Necrotizing fasciitis is a severe infection involving skin, subcutaneous tissue and superficial fascia, which has lethal outcome (1). It is a rare infection having incidence of 0.4 per 100000 and 34% mortality (2). Risk factors associated with this condition include diabetes mellitus, anemia, immunosuppressive states such as AIDS, prolonged steroid use. Surgery is an independent risk factor. Post-operative NSAID has been reported as a risk factor in some study (3, 4). Necrotizing fasciitis is usually polymicrobial, but methicillin resistant Staphylococcus aureus (MRSA) has been associated with up to one third of patients (5). Necrotizing fasciitis had been described by Hippocrates in the 5th century and its association with cesarean section was first reported by Gretz et al. in 1962 (6, 7). Goepfert et al. had given an incidence rate of 1.8 per thousand cesarean deliveries (8). Schorge et al. (9) reported five cases over a 15 year period.
2. Case Presentation
2.1. Case 1
A 31 year female presented with anterior abdominal wall necrotizing soft tissue infection with fever from the last three days (Figure 1). She had undergone cesarean section six days before. The patient had developed pus discharge from the surgical site on the third post-operative day, which had spread to the anterior abdominal wall in a short period. The patient had low grade fever continuously for two days. She had no comorbidity such as diabetes, hypertension, COPD etc. On local examination, the wound was filled with pus and sloughed materials. Necrotic patches were present on the wound, with ill-defined margins. Her blood investigation showed low hemoglobin (Hb = 9) and leukocytosis (WBC = 18000), serum creatinine, urea, bilirubin were normal. The patient was started on broad spectrum antibiotics like amoxicillin-clavulanic acid and clindamycin through intravenous route. After proper resuscitation, the patient was operated and surgical debridement was done (Figures 2 and 3). Culture and sensitivity of debrided deep tissue with pus was sent. On culture and sensitivity, MRSA (methicillin resistant Staphylococcus aureus) was the causative organism, which was sensitive to imipenem, colistin. According to sensitivity the antibiotic was re-administered. The patient had been observed continuously. Serial debridement and regular dressing was done. Patient infection could not be controlled. Patient condition deteriorated and ultimately the patient could not be saved and died due to septic shock.
2.2. Case 2
A 26 year old female had undergone normal vaginal delivery with episiotomy. She had developed episiotomy site infection on the fourth post-operative day. Initially, there was pus discharge from site then infection spreaded to vulvar area. It involved skin, subcutaneous tissue and superficial fascia. Gradually it spreaded to the whole perineum including the perianal area. Clinically it was necrotizing soft tissue infection of perineum also known as Fournier’s gangrene. The wound was filled with pus, sloughed tissue, and necrotic materials. The patient was surgically debrided in operation theater after pre-operative preparation. Culture and sensitivity of pus was sent. There was both aerobic and anaerobic infection like Streptococcus pyogens, bacteriodes, which was sensitive to clindamycin, linezolid, amikacin etc.

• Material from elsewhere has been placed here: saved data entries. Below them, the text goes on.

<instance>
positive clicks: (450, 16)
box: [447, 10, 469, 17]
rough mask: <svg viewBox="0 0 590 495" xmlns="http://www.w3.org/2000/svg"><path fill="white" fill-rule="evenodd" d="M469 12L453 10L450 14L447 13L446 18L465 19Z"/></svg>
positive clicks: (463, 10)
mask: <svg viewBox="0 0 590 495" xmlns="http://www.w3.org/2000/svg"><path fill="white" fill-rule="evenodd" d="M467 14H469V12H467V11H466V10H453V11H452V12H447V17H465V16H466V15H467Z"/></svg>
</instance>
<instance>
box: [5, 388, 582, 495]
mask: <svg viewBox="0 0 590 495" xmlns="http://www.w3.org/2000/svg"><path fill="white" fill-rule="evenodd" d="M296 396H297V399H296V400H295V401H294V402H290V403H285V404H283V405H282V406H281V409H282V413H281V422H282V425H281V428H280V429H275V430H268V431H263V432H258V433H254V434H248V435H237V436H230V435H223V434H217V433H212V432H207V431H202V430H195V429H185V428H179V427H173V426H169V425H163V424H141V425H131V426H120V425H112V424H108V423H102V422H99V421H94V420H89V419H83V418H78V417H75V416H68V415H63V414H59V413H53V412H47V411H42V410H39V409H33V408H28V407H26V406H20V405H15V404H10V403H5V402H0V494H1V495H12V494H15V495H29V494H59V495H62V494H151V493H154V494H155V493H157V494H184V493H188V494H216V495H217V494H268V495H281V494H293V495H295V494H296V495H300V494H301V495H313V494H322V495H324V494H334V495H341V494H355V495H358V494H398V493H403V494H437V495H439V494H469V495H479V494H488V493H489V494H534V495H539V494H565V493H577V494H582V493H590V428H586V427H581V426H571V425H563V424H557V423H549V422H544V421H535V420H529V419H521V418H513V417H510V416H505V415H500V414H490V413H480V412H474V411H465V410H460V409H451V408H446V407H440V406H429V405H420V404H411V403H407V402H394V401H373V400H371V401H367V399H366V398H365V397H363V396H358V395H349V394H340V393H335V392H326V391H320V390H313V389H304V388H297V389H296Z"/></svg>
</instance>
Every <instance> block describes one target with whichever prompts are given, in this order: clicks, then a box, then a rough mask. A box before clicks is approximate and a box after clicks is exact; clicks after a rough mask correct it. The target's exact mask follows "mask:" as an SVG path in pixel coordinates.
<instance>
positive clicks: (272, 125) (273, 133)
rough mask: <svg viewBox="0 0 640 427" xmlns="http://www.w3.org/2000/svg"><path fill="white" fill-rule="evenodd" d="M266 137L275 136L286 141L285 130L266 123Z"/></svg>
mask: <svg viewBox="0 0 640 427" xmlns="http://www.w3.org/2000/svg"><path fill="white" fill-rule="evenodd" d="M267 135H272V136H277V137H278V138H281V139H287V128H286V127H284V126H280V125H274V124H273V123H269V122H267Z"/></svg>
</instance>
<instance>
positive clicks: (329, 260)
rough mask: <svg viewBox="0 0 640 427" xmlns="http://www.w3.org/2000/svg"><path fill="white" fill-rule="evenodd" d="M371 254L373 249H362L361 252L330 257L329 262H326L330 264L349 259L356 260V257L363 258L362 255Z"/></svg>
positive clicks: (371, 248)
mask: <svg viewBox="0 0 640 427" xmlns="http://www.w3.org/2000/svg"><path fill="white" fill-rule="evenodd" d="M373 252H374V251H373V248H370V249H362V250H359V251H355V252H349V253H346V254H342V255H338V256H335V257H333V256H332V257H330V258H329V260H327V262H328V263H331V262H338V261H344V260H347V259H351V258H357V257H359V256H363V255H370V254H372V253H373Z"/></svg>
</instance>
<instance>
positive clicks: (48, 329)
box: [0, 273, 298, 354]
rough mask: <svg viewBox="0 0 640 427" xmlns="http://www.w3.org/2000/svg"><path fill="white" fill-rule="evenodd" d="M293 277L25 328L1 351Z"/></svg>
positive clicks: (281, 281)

Antibiotics such as linozolid and amikacin were started at optimum dose. Serial surgical debridement with regular dressing was done. Patient improved gradually and wound healed. Patient was discharged and followed-up.
Necrotizing fasciitis (NF), also known as flesh eating disease, is a rapidly progressing infection causing extensive soft tissue necrosis mostly involving the perineum, anterior abdominal wall and limbs. Approximately 20% of cases occur post operatively. Mostly NF was reported before the era of prophylactic antibiotics (10). DeMuro et al. (3) reported NF in obstetrics and gynecology patients. Serial surgical debridement with appropriate broad spectrum antibiotics is the mainstay of treatment. Antibiotic therapy without debridement has higher mortality rate (2). Post-surgical debridement, culture sensitivity of tissue should be sent for appropriate antibiotic. Almarzouqi et al. (11) reported fatal necrotizing fasciitis following episiotomy.
Necrotizing fasciitis in post-partum patients is a very big challenge for both diagnosis and management as very few had clinical experience of this. High clinical suspicion and aggressive management are associated with good prognosis.